Il est temps que les deux sociétés construisent ensemble, il est temps que la société civile organisée, à sa place, puisse dans une mécanique parfaitement huilée, « apporter » à la société politique à qui il revient de décider, car issue du suffrage universel , seul et unique juge de paix.. 

Nous ne sommes pas concurrents, nous ne pouvons pas l’être. Nous sommes des compléments au sein d’un édifice complexe et évolutif, celui de la démocratie.

Croyez bien que je ne me place pas ici dans une quelconque position  de suivisme à l’égard de qui que ce soit, uniquement en position de responsabilité. En position de responsabilité à l‘égard de la société civile organisée, à l’égard des institutions, à l’égard du pays. En tant que président de la 3eassemblée constitutionnelle j’ai ces responsabilités, même si je ne suis pas ce que l’on appelle « un homme politique ».

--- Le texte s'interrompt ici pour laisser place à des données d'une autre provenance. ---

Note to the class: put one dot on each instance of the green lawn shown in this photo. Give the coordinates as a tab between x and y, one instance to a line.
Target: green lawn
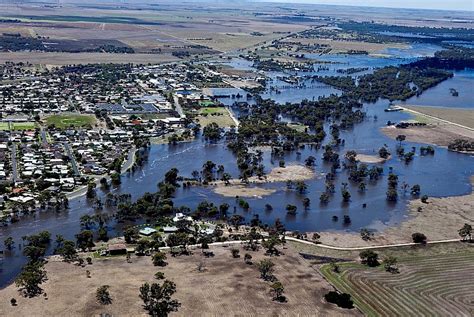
67	120
218	115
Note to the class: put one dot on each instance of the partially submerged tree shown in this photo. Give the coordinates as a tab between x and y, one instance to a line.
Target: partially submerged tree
103	295
277	290
266	268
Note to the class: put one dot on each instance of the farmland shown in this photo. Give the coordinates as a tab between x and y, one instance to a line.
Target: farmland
224	286
425	286
70	120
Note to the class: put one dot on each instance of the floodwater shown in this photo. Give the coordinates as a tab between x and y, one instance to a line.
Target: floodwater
444	174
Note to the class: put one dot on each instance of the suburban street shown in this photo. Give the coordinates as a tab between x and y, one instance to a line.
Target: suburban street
77	172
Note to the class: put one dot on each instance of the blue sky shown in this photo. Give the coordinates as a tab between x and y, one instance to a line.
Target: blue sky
467	5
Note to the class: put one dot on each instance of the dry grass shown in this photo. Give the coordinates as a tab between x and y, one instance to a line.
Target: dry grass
344	46
59	59
227	287
426	286
463	117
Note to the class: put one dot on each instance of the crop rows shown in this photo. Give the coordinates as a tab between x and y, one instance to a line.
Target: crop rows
429	286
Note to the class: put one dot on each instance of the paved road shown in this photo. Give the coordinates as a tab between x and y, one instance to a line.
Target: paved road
14	163
178	107
77	172
383	246
130	160
329	246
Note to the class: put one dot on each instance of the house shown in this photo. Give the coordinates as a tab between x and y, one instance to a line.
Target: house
117	249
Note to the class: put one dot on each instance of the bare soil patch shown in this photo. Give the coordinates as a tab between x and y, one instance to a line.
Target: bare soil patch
226	287
444	125
463	117
440	134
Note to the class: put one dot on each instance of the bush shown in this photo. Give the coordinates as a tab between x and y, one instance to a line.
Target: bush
369	257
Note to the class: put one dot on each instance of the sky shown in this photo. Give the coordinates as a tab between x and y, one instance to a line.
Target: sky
466	5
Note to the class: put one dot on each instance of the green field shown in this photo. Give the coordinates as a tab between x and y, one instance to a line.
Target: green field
70	120
426	286
218	115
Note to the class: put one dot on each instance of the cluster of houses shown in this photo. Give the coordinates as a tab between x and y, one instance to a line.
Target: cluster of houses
94	151
205	228
5	159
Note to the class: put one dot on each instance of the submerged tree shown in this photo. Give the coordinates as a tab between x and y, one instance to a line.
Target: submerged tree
103	295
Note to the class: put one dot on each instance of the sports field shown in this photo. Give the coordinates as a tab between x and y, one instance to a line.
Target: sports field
70	120
426	286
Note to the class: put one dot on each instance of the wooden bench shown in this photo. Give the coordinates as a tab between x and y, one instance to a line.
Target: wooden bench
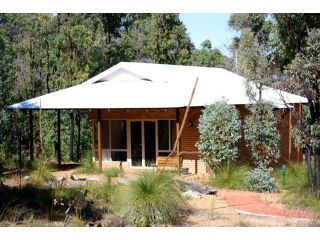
171	162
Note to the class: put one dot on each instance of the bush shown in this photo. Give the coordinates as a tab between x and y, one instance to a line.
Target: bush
87	165
260	180
298	188
41	173
113	172
233	176
262	135
219	128
156	198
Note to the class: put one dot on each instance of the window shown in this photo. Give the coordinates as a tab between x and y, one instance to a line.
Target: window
166	136
114	140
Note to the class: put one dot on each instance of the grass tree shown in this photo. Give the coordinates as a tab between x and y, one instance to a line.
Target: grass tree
219	128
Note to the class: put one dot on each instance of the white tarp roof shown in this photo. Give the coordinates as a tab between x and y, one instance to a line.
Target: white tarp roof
146	85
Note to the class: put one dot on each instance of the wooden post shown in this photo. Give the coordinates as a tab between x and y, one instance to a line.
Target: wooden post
299	153
177	130
31	152
99	140
289	134
59	137
93	144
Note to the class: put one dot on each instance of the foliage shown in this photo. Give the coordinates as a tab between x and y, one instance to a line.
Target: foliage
298	188
260	180
87	165
156	198
113	172
219	128
232	176
41	173
261	134
207	57
253	63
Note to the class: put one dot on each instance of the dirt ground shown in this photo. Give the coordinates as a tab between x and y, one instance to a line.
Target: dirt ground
214	210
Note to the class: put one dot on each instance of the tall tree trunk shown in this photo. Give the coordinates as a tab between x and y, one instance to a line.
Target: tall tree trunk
58	144
308	158
316	167
71	155
78	121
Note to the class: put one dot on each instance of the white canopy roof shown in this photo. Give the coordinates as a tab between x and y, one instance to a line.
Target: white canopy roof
146	85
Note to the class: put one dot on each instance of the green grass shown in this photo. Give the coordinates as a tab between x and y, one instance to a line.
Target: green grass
298	193
88	166
156	198
233	176
41	173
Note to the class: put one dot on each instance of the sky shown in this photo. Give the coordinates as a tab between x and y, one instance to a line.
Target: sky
212	26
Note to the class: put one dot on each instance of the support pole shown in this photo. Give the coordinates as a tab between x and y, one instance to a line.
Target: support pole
93	144
299	153
99	140
289	134
31	152
177	131
59	137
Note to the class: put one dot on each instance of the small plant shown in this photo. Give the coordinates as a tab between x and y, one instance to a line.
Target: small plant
260	180
231	177
113	172
156	198
41	173
88	166
219	128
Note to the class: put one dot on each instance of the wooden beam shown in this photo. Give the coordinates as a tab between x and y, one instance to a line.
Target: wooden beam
177	131
299	152
289	134
58	137
99	141
93	142
31	148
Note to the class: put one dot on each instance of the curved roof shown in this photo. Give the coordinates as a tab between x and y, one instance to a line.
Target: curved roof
146	85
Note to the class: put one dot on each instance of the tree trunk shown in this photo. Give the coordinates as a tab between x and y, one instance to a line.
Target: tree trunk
308	158
71	155
316	167
78	121
58	146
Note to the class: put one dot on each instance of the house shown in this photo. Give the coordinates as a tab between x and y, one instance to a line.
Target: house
136	110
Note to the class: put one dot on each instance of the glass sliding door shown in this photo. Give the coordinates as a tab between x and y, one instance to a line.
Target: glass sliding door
150	142
136	143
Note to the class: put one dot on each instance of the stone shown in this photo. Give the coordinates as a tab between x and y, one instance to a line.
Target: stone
124	181
192	194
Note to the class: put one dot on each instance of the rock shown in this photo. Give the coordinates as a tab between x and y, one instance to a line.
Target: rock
198	187
60	179
114	221
124	181
192	194
25	178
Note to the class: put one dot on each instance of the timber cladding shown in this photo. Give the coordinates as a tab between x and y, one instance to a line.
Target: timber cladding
190	134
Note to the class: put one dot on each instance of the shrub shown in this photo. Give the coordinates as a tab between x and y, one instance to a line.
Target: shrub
232	177
156	198
87	165
260	180
261	134
113	172
219	128
41	173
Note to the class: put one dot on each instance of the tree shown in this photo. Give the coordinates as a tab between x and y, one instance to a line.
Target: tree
156	38
207	57
219	128
305	69
253	64
261	134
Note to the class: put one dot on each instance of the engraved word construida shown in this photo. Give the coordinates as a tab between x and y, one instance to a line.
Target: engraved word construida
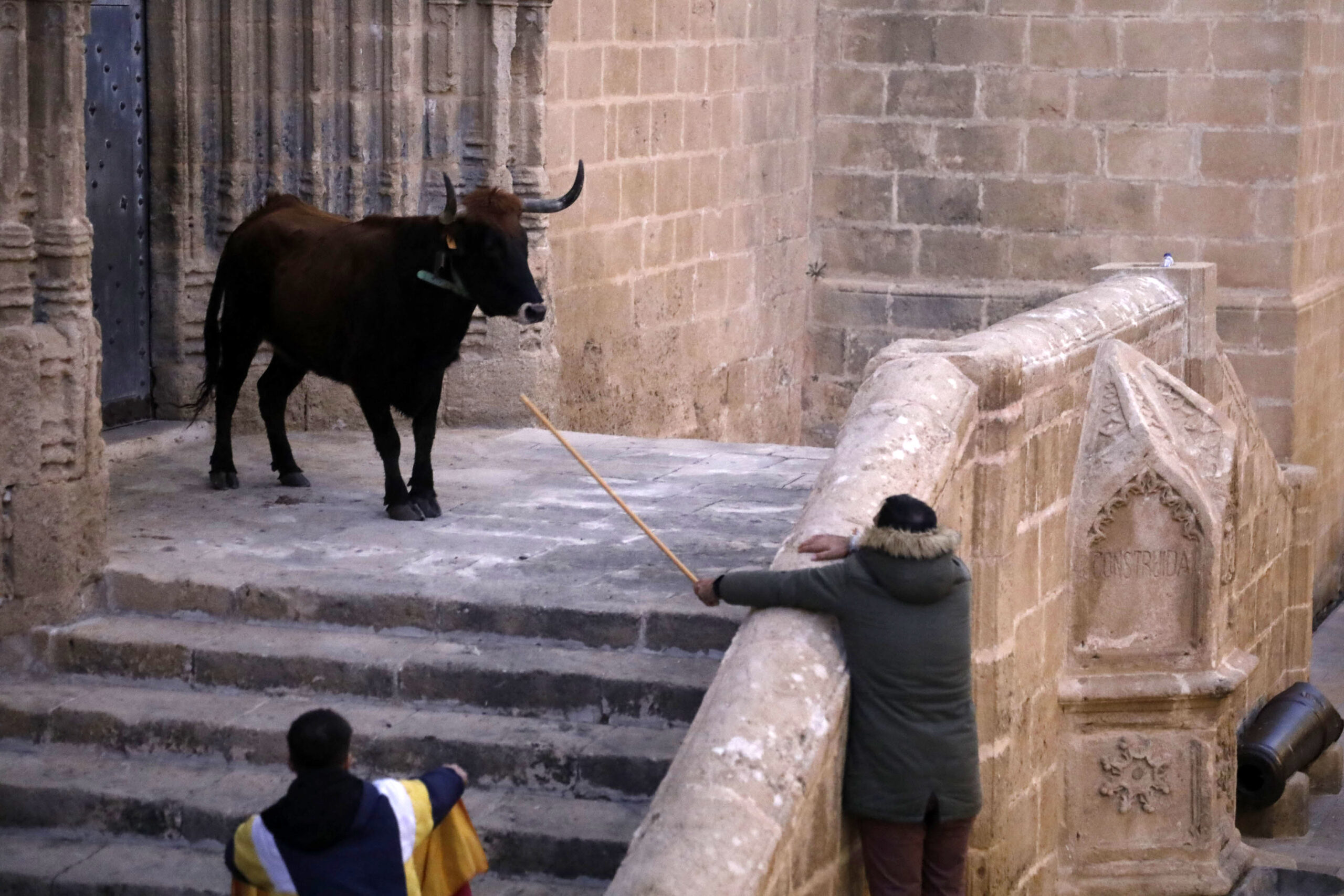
1135	774
1140	565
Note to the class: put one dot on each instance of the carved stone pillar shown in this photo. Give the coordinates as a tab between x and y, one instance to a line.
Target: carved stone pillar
53	481
17	199
1148	684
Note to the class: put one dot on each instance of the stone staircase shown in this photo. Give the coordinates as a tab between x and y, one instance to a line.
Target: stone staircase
562	681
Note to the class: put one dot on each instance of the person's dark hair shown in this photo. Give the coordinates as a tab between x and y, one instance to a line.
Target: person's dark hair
319	739
906	512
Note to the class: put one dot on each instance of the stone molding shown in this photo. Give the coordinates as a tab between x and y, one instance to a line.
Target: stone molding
944	421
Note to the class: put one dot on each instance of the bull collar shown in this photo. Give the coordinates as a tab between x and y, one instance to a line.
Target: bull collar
455	285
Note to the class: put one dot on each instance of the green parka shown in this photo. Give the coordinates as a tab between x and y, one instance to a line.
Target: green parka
904	604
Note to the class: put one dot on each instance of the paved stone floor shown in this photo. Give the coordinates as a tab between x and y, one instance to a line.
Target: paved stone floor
522	522
1323	848
531	635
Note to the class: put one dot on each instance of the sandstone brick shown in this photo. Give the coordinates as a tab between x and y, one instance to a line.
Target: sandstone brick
637	190
1129	99
597	19
750	66
634	129
1160	45
853	196
940	94
937	201
1074	44
1019	205
1062	151
1277	330
689	236
893	39
1237	327
1220	100
584	73
874	145
1124	7
666	117
850	92
691	66
705	182
673	19
1265	375
620	71
673	187
887	253
659	242
756	117
971	41
980	148
1026	7
722	68
850	309
1025	94
1252	263
1208	210
961	254
702	19
565	23
1113	205
1156	154
1247	156
635	20
1258	46
1275	212
605	206
1285	93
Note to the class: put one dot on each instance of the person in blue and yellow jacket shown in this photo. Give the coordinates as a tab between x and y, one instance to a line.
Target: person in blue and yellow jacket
337	835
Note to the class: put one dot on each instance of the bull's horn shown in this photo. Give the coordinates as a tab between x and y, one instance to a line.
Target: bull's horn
548	206
449	203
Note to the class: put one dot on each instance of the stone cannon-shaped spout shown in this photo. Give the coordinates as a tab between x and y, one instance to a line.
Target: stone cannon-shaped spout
1287	735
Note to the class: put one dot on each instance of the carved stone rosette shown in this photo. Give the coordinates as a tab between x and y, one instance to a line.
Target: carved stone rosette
1147	680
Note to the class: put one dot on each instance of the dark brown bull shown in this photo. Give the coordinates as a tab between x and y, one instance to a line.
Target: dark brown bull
380	304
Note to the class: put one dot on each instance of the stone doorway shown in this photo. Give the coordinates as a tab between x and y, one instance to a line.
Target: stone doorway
118	203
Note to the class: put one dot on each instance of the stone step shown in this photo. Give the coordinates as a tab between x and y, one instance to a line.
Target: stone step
667	620
498	673
205	798
68	863
71	863
584	760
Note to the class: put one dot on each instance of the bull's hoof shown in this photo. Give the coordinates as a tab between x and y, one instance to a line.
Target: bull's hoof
405	512
428	505
219	480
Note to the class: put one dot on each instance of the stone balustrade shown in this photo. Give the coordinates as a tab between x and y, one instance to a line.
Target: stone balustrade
988	428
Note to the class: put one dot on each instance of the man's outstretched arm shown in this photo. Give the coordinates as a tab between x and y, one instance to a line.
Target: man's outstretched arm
816	590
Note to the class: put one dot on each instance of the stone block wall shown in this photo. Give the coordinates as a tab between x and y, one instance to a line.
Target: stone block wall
985	428
680	280
972	157
53	479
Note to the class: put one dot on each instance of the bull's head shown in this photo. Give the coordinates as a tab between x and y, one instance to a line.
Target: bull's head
487	249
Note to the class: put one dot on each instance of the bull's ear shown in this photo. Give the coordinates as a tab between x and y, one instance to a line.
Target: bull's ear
449	202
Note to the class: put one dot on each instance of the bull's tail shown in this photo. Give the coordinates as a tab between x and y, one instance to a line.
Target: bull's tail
217	299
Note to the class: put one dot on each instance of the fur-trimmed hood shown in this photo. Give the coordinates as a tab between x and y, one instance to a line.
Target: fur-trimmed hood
913	567
915	546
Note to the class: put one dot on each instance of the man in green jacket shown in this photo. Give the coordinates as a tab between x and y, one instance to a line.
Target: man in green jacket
913	761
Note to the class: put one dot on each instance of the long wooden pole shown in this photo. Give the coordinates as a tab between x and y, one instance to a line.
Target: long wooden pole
616	498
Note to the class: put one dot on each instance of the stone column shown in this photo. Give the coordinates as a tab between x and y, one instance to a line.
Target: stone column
499	92
1151	678
53	481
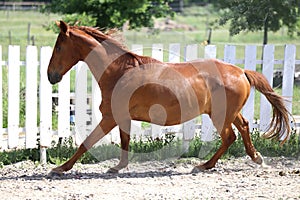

Je porte ces responsabilités avec vous.

Je suis fier d’être conseiller du CESE, je suis fier d’être le Président du CESE.

J’ai conscience de ce que nous faisons pour notre pays, j’ai une grande conscience de ce que nous pouvons faire pour lui, car nous avons une place à tenir, une place modeste, je le dis et le répète, mais dans le combat permanent de la défense de nos valeurs de liberté, d’égalité, de fraternité, chaque institution a sa place à tenir, telle une unité militaire, car ces idées de liberté , d’égalité , de fraternité, de laïcité, de tolérance, nous en sommes nous aussi, société civile organisée porteurs et défenseurs.

Nous le voyons bien, chaque jours les attaques du quotidien contre ces valeurs partagées qui sont les nôtres se répètent, insidieusement.

Nous participons de la vigueur de la réponse démocratique.

Regardons bien notre pays, regardons bien le monde. Pendant des années, avant la chute du mur, puis après la chute du mur, rien ne se passait, l’histoire disaient certains s’était arrêtée... Depuis quelques temps, l’histoire s’est remise en route. Le monde fait face à  des menaces grandissantes, nos concitoyens sont confrontés à des peurs nouvelles ou renaissantes : défis écologiques, conséquences migratoires des guerres et des changements climatiques, irruption  de l’intelligence artificielle, terrorisme, harmonie sociale à réinventer ; chacun  à notre niveau nous devons y répondre. 

Pour ma part j’estime que le rôle du Conseil que je préside est d’apporter sa contribution à cette réponse.

Cela est à notre choix, cela est désormais à la décision du Parlement.

Je vous remercie.

Patrick Bernasconi, le 27 juin 2018.